A critical step in securing a web app is to block injection attacks, like SQL injection (SQLi), from modifying or accessing the app’s SQL database. In this hands-on lab, you’ll use the Cloud Armor and Cloud Load Balancing services to block SQLi attacks against a vulnerable web app.
Successfully complete this lab by achieving the following learning objectives:
- Configure Cloud Load Balancing HTTP(S) Settings
- Use the Cloud Load Balancing service to create an internet-facing and global (non-classic) HTTP(S) load balancer.
- Name the load balancer lb.
- Create a frontend service named frontend.
- Create a backend service named backend.
- Configure the backends of the new backend service to use the recently created instance group.
- Create a health check named hc, and set the check interval to 25 seconds and the timeout to 20 seconds.

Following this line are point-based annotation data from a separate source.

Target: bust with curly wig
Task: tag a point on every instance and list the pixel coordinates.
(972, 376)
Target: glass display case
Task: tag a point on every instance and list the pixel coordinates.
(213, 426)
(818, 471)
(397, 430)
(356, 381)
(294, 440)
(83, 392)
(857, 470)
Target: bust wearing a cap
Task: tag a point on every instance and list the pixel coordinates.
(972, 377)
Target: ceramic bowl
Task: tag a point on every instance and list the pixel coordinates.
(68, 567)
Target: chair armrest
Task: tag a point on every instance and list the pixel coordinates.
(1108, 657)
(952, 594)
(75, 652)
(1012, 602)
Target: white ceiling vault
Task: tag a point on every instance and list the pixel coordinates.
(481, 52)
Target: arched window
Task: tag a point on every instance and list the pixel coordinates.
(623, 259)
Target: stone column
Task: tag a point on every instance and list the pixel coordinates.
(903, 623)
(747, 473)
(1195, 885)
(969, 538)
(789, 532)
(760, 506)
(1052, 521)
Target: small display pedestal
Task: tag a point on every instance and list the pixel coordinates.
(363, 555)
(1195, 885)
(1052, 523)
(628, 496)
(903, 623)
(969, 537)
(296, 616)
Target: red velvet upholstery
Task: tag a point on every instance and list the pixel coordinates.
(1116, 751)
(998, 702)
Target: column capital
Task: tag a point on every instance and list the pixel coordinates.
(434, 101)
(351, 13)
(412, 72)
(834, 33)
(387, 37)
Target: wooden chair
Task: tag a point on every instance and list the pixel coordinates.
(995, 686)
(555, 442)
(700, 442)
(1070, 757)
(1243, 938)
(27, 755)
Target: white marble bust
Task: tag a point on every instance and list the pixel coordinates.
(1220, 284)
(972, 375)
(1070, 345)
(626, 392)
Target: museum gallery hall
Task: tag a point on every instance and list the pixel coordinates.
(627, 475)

- Create a Cloud Armor Policy to Block SQLi
- Create a Cloud Armor security policy named cap with a default rule action of Allow.
- Create a rule named SQLi that uses the preconfigured expression for sqli-v33-stable, and set its priority to 1.
- Set the target to the recently created backend load balancer.
- Enable Container Registry
Enable the Container Registry service using the GCP console.
- Docker Pull, Tag, and Push the Container Image Using Cloud Shell
Use the Cloud Shell to perform the following actions:
- Pull the DVWA Docker image.
- Tag the DVWA Docker image.
- Push the DVWA Docker image.
- Create an Instance Group
- Create an instance group using the GCP console.
- Create a new instance template based on the container pushed to the Container Registry.